Congressional Power - Legislative power in a revolutionary era



The revolutionary era bequeathed an appropriately ambivalent record regarding the legislative role in foreign affairs. The new country's first government, the Articles of Confederation, granted all international authority in the Continental Congress. But this structure proved awkward, and on two occasions the Congress divested itself of the day-to-day conduct of diplomacy by appointing a secretary of state for foreign affairs. At the state level, too, executive power over militias rebounded to some degree as the revolutionary war proceeded. Finally, almost all who served as delegates to the Constitutional Convention agreed that the Articles regime could not permanently protect the weak state from national security threats.
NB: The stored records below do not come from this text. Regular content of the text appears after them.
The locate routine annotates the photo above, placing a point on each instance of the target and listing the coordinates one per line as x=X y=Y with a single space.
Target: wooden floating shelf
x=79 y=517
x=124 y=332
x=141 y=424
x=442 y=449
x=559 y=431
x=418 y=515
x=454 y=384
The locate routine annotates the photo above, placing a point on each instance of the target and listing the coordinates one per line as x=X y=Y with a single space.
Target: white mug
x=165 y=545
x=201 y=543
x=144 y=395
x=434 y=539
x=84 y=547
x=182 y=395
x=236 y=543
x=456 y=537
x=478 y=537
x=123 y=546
The convening of the Constitutional Convention thus coincided with a period of intellectual ferment regarding the proper executive-legislative balance in foreign affairs. It came as little surprise that the resulting document gave neither branch clear-cut dominance on international matters, but it seemed as if Congress would have the predominant voice in the new government's foreign policy. For instance, quite beyond the power to declare war, the legislature received the commercial powers (important given the framers' belief that economic affairs would dominate post-revolutionary international relations) and the ability to issue letters of marque (the eighteenth-century equivalent of a right to wage undeclared war). Yet legal scholarship has never developed a consensus on the precise extent of Congress's warmaking power, partly because the Constitutional Convention's Committee on Style changed the Constitution's wording from giving Congress the power to "make war" to the power to "declare war."
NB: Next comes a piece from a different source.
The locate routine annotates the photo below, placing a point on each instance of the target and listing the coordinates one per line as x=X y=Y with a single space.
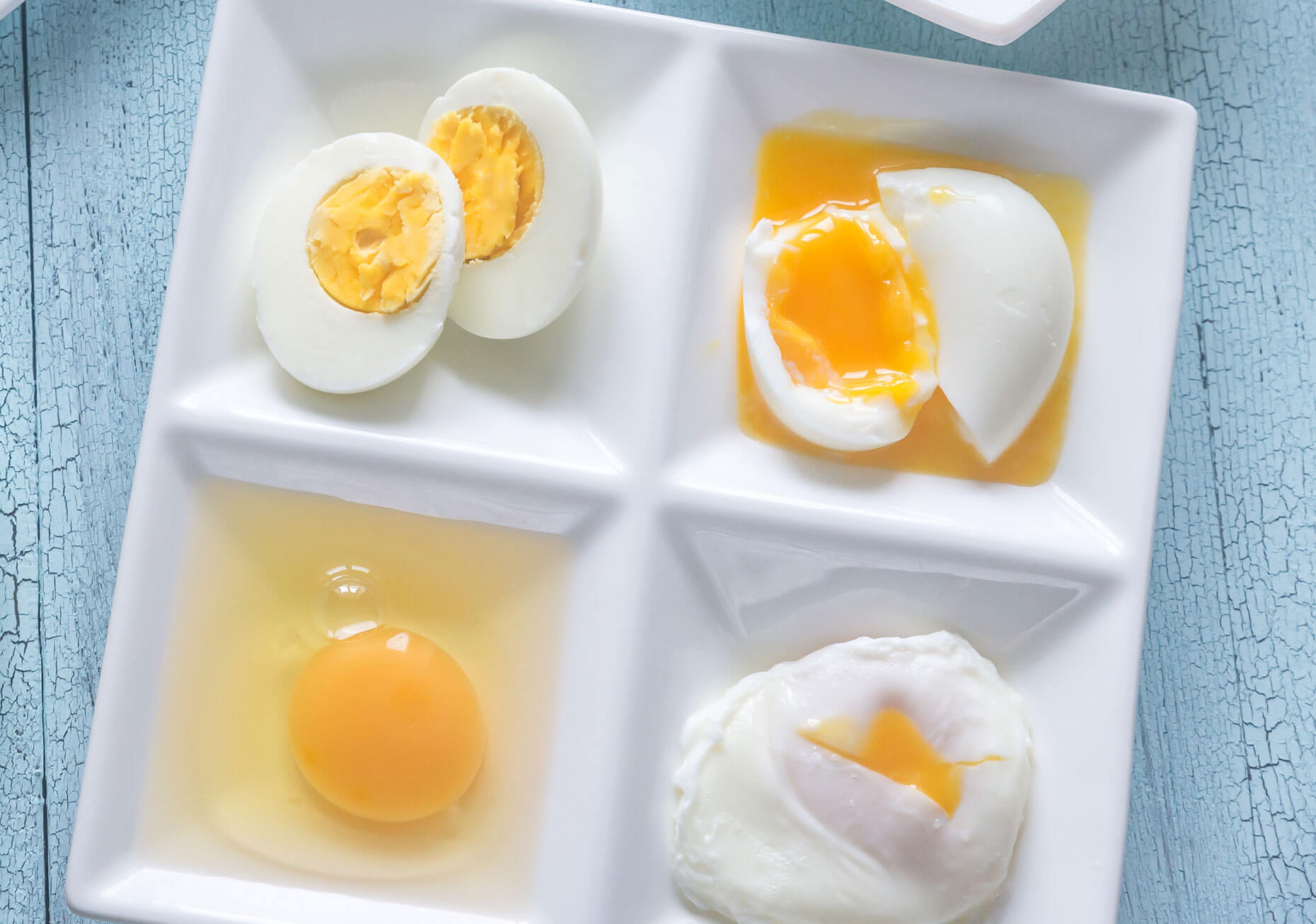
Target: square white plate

Beyond the warmaking issue, the question of constitutional intent grows even murkier. Several framers, notably Gouverneur Morris and James Madison, described the appropriations power as the ultimate guarantee of congressional predominance in foreign affairs. But the experience of the treaty-making clause (where, at the last minute, the framers involved the executive in the process after initially planning to grant all treaty-making power to the Senate) suggests that the intended balance between the two branches changed in the president's favor as the Constitutional Convention proceeded. Memories of the chaotic and indecisive foreign policy of the Confederation period may very well have caused the framers to reconsider congressional dominance in international affairs.
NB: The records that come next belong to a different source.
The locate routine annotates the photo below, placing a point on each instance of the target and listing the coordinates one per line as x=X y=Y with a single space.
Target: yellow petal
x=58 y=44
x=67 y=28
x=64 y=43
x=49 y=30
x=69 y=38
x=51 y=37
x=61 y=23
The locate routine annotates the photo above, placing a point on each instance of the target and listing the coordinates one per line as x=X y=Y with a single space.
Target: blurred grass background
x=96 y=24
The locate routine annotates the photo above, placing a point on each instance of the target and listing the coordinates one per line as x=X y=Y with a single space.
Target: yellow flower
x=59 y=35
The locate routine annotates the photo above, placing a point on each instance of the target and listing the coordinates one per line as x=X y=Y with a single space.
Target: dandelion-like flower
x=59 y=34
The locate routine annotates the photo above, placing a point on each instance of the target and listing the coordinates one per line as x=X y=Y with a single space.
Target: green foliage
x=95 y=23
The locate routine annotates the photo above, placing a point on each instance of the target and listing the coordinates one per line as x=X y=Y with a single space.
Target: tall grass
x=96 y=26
The diplomacy of the early Republic, however, featured a much weaker legislative role than even the most ardent advocates of executive authority could have anticipated. In a variety of initiatives, George Washington asserted executive primacy. His handling of the nation's first treaties—with the Indian nations and then Jay's Treaty with England (1795–1796)—decreased the Senate's advisory capacity. His proclamation of neutrality in the wars of the French Revolution and his response to the revolt in Haiti strengthened the executive's hand in interpreting treaties already on the books. When Congress investigated Arthur St. Clair's disastrous military defeat by Indians on the Ohio frontier in November 1791, Washington established a precedent by invoking executive privilege so that he could withhold documents from Congress.

Although rhetorically committed to a strong foreign policy role for Congress, Thomas Jefferson also articulated a domestic agenda that aimed to forestall the corrupting effects of industrialization through territorial expansion and overseas commerce. When forced to choose between strict constructionism and his ideals, he consistently selected the latter. The most spectacular case was the Louisiana Purchase, but the most constitutionally significant came in the wars against the Barbary states—North African states whose piracy threatened Jefferson's vision of the United States carrying on an active worldwide commerce in agricultural goods. The president undertook a naval campaign without a direct declaration of war, and his policy would be cited for generations to come to justify unilateral presidential warmaking. In addition, Jefferson's effective leadership of the Republican legislative majorities allowed him to bypass a rather supine Congress on foreign policy matters. Even James Madison, who justifiably lacks a reputation as a strong president, successfully expanded executive authority. Most scholarship now downplays the significance of congressional "warhawks" such as Henry Clay and John Calhoun in forcing the president's hand to enter the War of 1812. Moreover, beyond European affairs, Madison retained primacy over policy toward the revolts in Spanish America. He consistently opposed extending diplomatic recognition to the rebellious colonies, which, because the Senate had power to confirm all ambassadors, would have involved the legislature in Latin American policy. Instead, Madison relied on private agents, unauthorized by Congress, and thus expanded executive power even further.

In contrast to such executive assertiveness, congressional attempts to establish a foothold in international affairs floundered. As Washington demonstrated, the treaty-making power did not guarantee a clear role for the Senate in making foreign policy. At the same time, the failure of House Republicans to block appropriations to implement Jay's Treaty provided the first in a series of unsuccessful attempts by the lower chamber to increase its international role. That this setback established a precedent, however, would only gradually emerge; over the next quarter century, factions within the House repeatedly challenged the constitutionality of executive predominance in foreign policy. But such initiatives, emanating from arch-Jeffersonian forces around Albert Gallatin in the 1790s, the Federalists in the early 1800s, and the small band of "Old Republicans" led by John Randolph in the 1810s, all fell well short of majority support.